The paper establishes non-asymptotic convergence guarantees for the stochastic Gauss-Newton method, offering finite-time bounds that do not rely on strict positive definiteness.
It derives stability-based generalization bounds via algorithmic stability, showing improved performance when the Gauss-Newton matrix has a large minimum eigenvalue.
The analysis employs a novel variable-metric approach with a time-varying Lyapunov function to capture the stochastic and path-dependent dynamics in deep networks.

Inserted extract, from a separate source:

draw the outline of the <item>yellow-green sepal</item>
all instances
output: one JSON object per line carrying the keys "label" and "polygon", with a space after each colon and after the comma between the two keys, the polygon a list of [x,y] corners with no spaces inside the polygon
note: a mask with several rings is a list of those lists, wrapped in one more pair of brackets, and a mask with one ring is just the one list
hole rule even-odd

Non-Asymptotic Optimization and Generalization Bounds for Stochastic Gauss-Newton in Overparameterized Models
Introduction
The theoretical understanding of the impact of higher-order optimization methods, specifically Gauss-Newton methods, on the generalization capabilities of deep learning models is crucial yet remains elusive. The stochastic Gauss-Newton method with Levenberg-Marquardt damping presents a promising optimization framework for training overparameterized deep neural networks. This paper provides non-asymptotic, finite-time optimization and generalization bounds for this method, elucidating its behavior in overparameterized regimes.
Main Contributions
Non-Asymptotic Convergence Guarantees
The paper establishes that the Stochastic Gauss-Newton method converges at a non-asymptotic rate of:
O(k1[rˉklogk+λ+λ−1]+m1),
where k is the iteration count, B the batch size, m the network width, and λ the damping factor. This result is significant because it does not rely on the strict positive definiteness of the neural tangent kernel, indicating robust performance even in ill-conditioned scenarios and avoiding dependence on the sample size n.

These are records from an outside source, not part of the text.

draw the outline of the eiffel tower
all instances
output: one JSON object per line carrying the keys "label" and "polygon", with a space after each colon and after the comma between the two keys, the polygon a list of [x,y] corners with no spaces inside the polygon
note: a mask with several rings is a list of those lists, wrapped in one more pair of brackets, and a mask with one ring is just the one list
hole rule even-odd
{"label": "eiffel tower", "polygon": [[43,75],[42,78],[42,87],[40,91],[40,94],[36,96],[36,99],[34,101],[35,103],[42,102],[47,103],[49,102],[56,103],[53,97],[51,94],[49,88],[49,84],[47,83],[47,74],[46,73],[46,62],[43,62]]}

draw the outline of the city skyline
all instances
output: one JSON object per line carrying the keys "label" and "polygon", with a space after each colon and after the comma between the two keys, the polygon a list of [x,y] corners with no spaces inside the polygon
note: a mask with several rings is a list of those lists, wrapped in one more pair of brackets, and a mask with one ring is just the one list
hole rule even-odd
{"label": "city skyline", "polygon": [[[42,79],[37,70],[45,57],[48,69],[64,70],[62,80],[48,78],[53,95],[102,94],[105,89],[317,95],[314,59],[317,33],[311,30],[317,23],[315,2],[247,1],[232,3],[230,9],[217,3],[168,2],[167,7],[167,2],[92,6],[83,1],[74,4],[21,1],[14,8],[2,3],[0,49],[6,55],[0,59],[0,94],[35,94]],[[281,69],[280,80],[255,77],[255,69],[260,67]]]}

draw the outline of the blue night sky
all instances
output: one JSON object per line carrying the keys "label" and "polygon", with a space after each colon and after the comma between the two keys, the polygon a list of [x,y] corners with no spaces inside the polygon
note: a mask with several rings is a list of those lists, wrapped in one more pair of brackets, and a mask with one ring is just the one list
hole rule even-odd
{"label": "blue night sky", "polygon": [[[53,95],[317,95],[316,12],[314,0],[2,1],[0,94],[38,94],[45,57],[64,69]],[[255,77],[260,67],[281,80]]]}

Stability-Based Generalization Bounds
Generalization bounds are established through algorithmic stability, revealing a favorable regime for Stochastic Gauss-Newton when the Gauss-Newton matrix displays a large minimum eigenvalue along the optimization path. The bounds quantify the impact of model complexity, batch size, and curvature, aligning with empirical observations that larger models in overparameterized settings can improve generalization.
Technical Analysis
The paper introduces a novel variable-metric analysis, distinguishing it from traditional function space analyses. This approach captures the stochastic and path-dependent nature of the Gauss-Newton method, leveraging a time-varying Lyapunov function to establish bounded optimization paths even in the wide-network regime. The stochastic Gauss-Newton preconditioner, which adapts through mini-batch sampling, plays a key role in maintaining algorithmic stability and achieving effective generalization.

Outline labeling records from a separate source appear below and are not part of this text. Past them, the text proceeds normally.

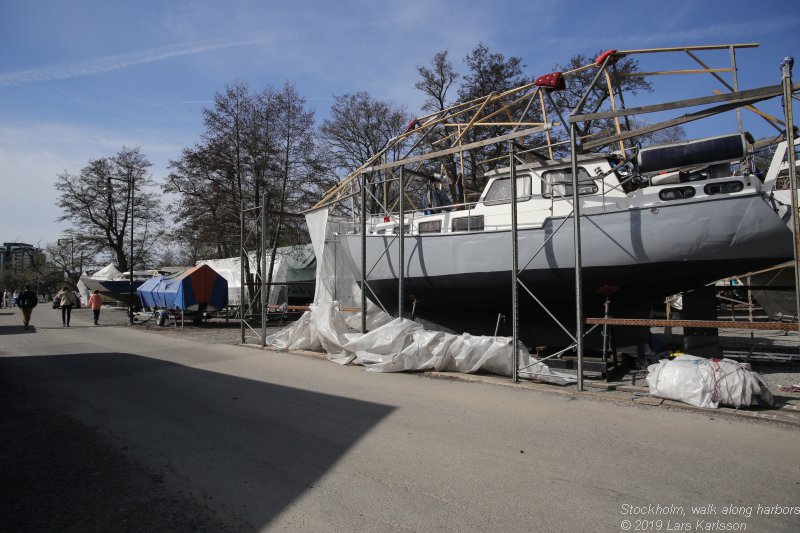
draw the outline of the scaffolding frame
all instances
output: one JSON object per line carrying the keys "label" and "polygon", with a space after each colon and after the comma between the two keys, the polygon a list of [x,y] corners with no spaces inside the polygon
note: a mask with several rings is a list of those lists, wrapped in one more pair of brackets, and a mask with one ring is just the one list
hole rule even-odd
{"label": "scaffolding frame", "polygon": [[[267,278],[266,278],[266,258],[267,258],[267,194],[262,196],[261,205],[255,207],[245,207],[244,199],[240,209],[240,235],[239,235],[239,323],[242,344],[249,343],[248,340],[255,339],[263,348],[267,345]],[[246,224],[247,215],[252,216],[252,224]],[[254,215],[254,216],[253,216]],[[254,282],[252,298],[248,298],[245,305],[245,287],[250,283],[250,253],[248,246],[255,244],[256,272],[253,276]],[[246,267],[245,267],[246,265]],[[257,314],[258,313],[258,314]],[[261,328],[256,330],[257,325],[248,317],[260,316]]]}
{"label": "scaffolding frame", "polygon": [[[516,191],[516,166],[517,161],[519,160],[520,155],[522,154],[529,154],[535,153],[537,151],[545,152],[547,157],[553,157],[553,148],[558,144],[564,143],[554,143],[552,141],[550,131],[552,128],[557,126],[562,126],[569,134],[569,154],[571,160],[571,170],[572,170],[572,198],[571,198],[571,208],[572,211],[564,218],[564,222],[568,220],[570,217],[574,219],[573,224],[573,246],[574,246],[574,253],[575,253],[575,334],[574,336],[570,334],[573,339],[573,344],[568,346],[564,350],[558,353],[564,353],[570,349],[575,349],[577,354],[577,362],[578,362],[578,390],[583,390],[583,356],[584,356],[584,346],[583,341],[586,334],[588,334],[591,330],[593,330],[597,325],[603,324],[608,325],[610,322],[602,322],[599,321],[601,319],[596,319],[598,321],[592,322],[593,327],[589,330],[584,332],[584,324],[586,323],[584,313],[583,313],[583,293],[582,293],[582,258],[581,258],[581,214],[580,214],[580,198],[579,198],[579,188],[578,188],[578,156],[586,150],[600,148],[600,147],[607,147],[612,144],[617,144],[620,151],[623,155],[626,152],[630,152],[631,148],[625,146],[625,141],[630,141],[631,139],[647,134],[652,133],[659,130],[664,130],[666,128],[677,126],[681,124],[687,124],[689,122],[693,122],[696,120],[701,120],[704,118],[708,118],[711,116],[715,116],[727,111],[735,111],[737,117],[737,126],[738,131],[740,133],[743,132],[742,127],[742,116],[741,116],[741,109],[744,108],[752,113],[755,113],[765,121],[767,121],[773,128],[778,130],[779,132],[785,132],[784,135],[788,141],[788,145],[790,147],[794,146],[794,138],[793,138],[793,123],[792,123],[792,111],[791,111],[791,100],[794,96],[794,93],[800,90],[800,85],[792,84],[791,82],[791,64],[790,62],[788,68],[785,66],[787,61],[784,61],[783,66],[783,79],[782,83],[773,86],[761,87],[757,89],[750,89],[750,90],[740,90],[739,89],[739,80],[738,80],[738,67],[736,64],[736,51],[742,48],[753,48],[758,46],[757,43],[743,43],[743,44],[723,44],[723,45],[707,45],[707,46],[688,46],[688,47],[672,47],[672,48],[648,48],[648,49],[634,49],[634,50],[610,50],[598,58],[597,61],[593,63],[589,63],[587,65],[580,66],[578,68],[572,69],[570,71],[560,73],[562,76],[568,77],[571,75],[575,75],[579,72],[583,72],[590,69],[595,69],[595,75],[592,82],[589,84],[588,88],[584,91],[579,103],[572,109],[567,116],[566,120],[564,118],[564,111],[559,109],[558,106],[555,104],[550,92],[552,89],[545,88],[536,83],[529,83],[526,85],[522,85],[520,87],[516,87],[502,93],[491,93],[485,97],[477,98],[475,100],[461,103],[450,108],[444,109],[442,111],[438,111],[429,115],[426,115],[421,118],[414,119],[404,132],[402,132],[397,137],[389,140],[387,144],[382,148],[378,153],[370,157],[364,164],[360,167],[355,169],[353,172],[348,174],[342,181],[340,181],[337,185],[330,188],[317,202],[314,207],[309,209],[315,210],[323,207],[330,207],[337,204],[344,203],[346,201],[353,201],[353,218],[354,222],[358,222],[358,224],[354,224],[354,227],[360,229],[361,234],[361,330],[362,333],[366,333],[366,298],[367,298],[367,291],[371,290],[369,288],[369,272],[371,269],[368,269],[367,265],[367,219],[370,217],[375,217],[376,215],[384,215],[384,217],[388,217],[387,220],[394,220],[400,226],[400,231],[396,238],[399,239],[399,283],[398,283],[398,310],[399,316],[404,315],[404,277],[405,277],[405,256],[404,256],[404,239],[405,239],[405,231],[404,227],[407,224],[406,222],[406,210],[405,210],[405,200],[408,199],[411,205],[413,206],[413,202],[410,201],[409,198],[406,196],[406,188],[410,180],[406,180],[406,175],[410,174],[411,179],[427,177],[425,174],[420,172],[420,166],[425,163],[426,161],[430,161],[437,158],[442,158],[445,156],[450,155],[458,155],[461,164],[461,185],[462,191],[464,191],[464,197],[462,198],[462,204],[455,204],[456,207],[464,207],[469,208],[470,203],[467,201],[466,198],[466,184],[464,183],[465,173],[464,173],[464,152],[469,151],[475,148],[481,148],[488,145],[493,144],[500,144],[500,143],[508,143],[509,149],[508,154],[505,157],[509,158],[510,163],[510,172],[511,172],[511,234],[512,234],[512,339],[513,345],[516,347],[518,346],[518,331],[519,331],[519,316],[518,316],[518,286],[521,286],[525,292],[531,296],[534,301],[536,301],[539,305],[541,305],[545,311],[547,311],[546,307],[536,298],[533,291],[531,291],[528,287],[525,287],[522,281],[519,278],[519,249],[518,249],[518,224],[517,224],[517,191]],[[706,51],[728,51],[730,66],[728,67],[710,67],[703,59],[701,59],[698,55],[700,52]],[[621,91],[613,86],[611,72],[614,73],[615,76],[618,76],[619,73],[615,70],[616,62],[625,56],[631,55],[638,55],[638,54],[659,54],[659,53],[683,53],[686,54],[692,61],[699,64],[701,68],[699,69],[682,69],[682,70],[670,70],[670,71],[654,71],[654,72],[646,72],[646,73],[635,73],[632,74],[634,76],[663,76],[663,75],[695,75],[695,74],[707,74],[711,75],[717,81],[721,83],[721,85],[728,91],[728,92],[721,92],[721,91],[712,91],[711,96],[699,96],[692,99],[685,99],[685,100],[677,100],[677,101],[669,101],[664,102],[661,104],[655,105],[648,105],[642,107],[633,107],[628,108],[625,105],[624,97]],[[788,59],[788,58],[787,58]],[[788,72],[787,72],[788,71]],[[728,83],[725,81],[724,78],[720,76],[720,74],[730,74],[732,76],[732,83]],[[583,113],[583,107],[587,102],[591,92],[598,86],[599,83],[604,82],[606,85],[606,89],[608,91],[608,100],[610,104],[609,110],[601,111],[599,108],[602,106],[603,101],[597,104],[597,109],[592,110],[589,113]],[[771,99],[777,96],[783,96],[785,102],[785,122],[781,121],[773,116],[770,116],[760,110],[758,110],[754,104]],[[561,119],[561,122],[548,122],[547,120],[547,107],[545,106],[545,100],[550,103],[553,110],[556,112],[558,117]],[[537,103],[540,106],[540,116],[542,117],[541,121],[537,120],[530,120],[527,117],[530,115],[530,111],[534,108],[534,104]],[[492,109],[492,105],[496,104],[499,107],[497,109]],[[628,118],[633,115],[642,115],[648,113],[656,113],[656,112],[663,112],[663,111],[672,111],[672,110],[679,110],[684,109],[687,107],[698,107],[698,106],[710,106],[701,109],[700,111],[696,111],[689,114],[684,114],[672,119],[663,120],[656,124],[650,124],[646,126],[642,126],[636,129],[630,128],[630,123],[628,122]],[[516,114],[516,117],[514,116]],[[504,115],[502,118],[504,120],[497,121],[493,120],[496,117]],[[457,119],[462,118],[465,122],[458,122]],[[577,132],[577,124],[596,120],[596,119],[613,119],[614,120],[614,133],[608,135],[601,135],[601,136],[578,136]],[[627,129],[623,129],[622,122],[620,119],[623,119],[626,122]],[[469,143],[464,143],[464,138],[470,130],[477,129],[480,127],[486,126],[511,126],[512,130],[509,133],[504,133],[501,135],[497,135],[494,137],[482,139],[479,141],[473,141]],[[453,131],[447,132],[446,134],[442,135],[438,140],[435,141],[434,146],[444,145],[443,148],[437,149],[433,152],[428,153],[417,153],[416,151],[421,146],[422,142],[427,139],[432,132],[434,132],[437,128],[450,128]],[[544,134],[545,140],[541,144],[535,144],[533,146],[519,146],[519,142],[524,140],[525,138],[531,138],[537,134]],[[390,150],[393,149],[401,149],[406,148],[406,143],[410,143],[410,147],[408,147],[403,155],[399,158],[395,158],[393,160],[389,159]],[[522,148],[522,149],[520,149]],[[756,146],[759,148],[759,146]],[[796,191],[797,191],[797,183],[796,183],[796,164],[794,161],[794,150],[787,150],[789,152],[789,159],[790,159],[790,176],[791,176],[791,188],[792,188],[792,202],[793,202],[793,213],[797,214],[797,205],[796,205]],[[541,157],[541,156],[540,156]],[[477,162],[476,164],[485,164],[486,161]],[[523,162],[524,163],[524,162]],[[414,168],[409,168],[413,166]],[[397,170],[397,173],[395,171]],[[378,178],[377,180],[375,178]],[[373,181],[369,181],[373,180]],[[389,184],[393,182],[399,182],[399,195],[398,199],[395,201],[394,204],[390,204],[388,198],[388,190]],[[381,184],[383,185],[382,190],[384,191],[383,199],[381,201],[380,198],[376,197],[370,190],[368,186],[369,183],[373,185]],[[367,192],[369,191],[369,192]],[[371,195],[373,198],[374,205],[377,205],[380,210],[372,213],[367,213],[367,195]],[[360,198],[360,206],[356,209],[355,206],[355,198]],[[399,204],[399,213],[393,212],[392,208],[395,205]],[[413,216],[413,213],[412,213]],[[796,285],[800,287],[800,269],[798,268],[798,248],[800,248],[800,227],[798,224],[798,217],[794,217],[795,221],[795,228],[794,228],[794,235],[795,235],[795,259],[794,259],[794,266],[795,266],[795,276],[796,276]],[[562,222],[563,225],[563,222]],[[557,228],[555,231],[558,231]],[[554,231],[554,233],[555,233]],[[391,241],[393,242],[393,241]],[[391,243],[390,243],[391,244]],[[384,253],[388,251],[388,246]],[[537,252],[538,253],[538,252]],[[534,254],[535,256],[535,254]],[[374,265],[372,268],[374,269]],[[524,270],[523,267],[522,270]],[[798,291],[800,292],[800,291]],[[374,295],[374,293],[373,293]],[[798,301],[797,307],[800,314],[800,294],[798,294]],[[553,315],[549,313],[552,318]],[[606,317],[607,318],[607,317]],[[563,328],[563,324],[560,324],[556,320],[556,322]],[[517,349],[513,350],[513,381],[518,381],[518,353]],[[551,356],[552,357],[552,356]]]}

Implications and Future Directions
This work provides theoretical foundations for the convergence and generalization of Gauss-Newton methods in overparameterized deep learning, showing potential for other second-order methods. Future research could extend these insights to more general preconditioned optimization techniques or explore their application to different neural architectures. By identifying regimes where higher-order methods enhance generalization, this research informs practical selections of optimization strategies in overparameterized learning scenarios.
Conclusion
The Stochastic Gauss-Newton method, with its robust convergence and favorable generalization properties, represents a promising direction for training deep neural networks. This paper's contributions offer a deeper theoretical understanding of these methods, with practical implications for their application in complex learning tasks. The developed bounds and insights guide effective utilization of Gauss-Newton methods in scenarios characterized by high model capacity and intricate curvature dynamics.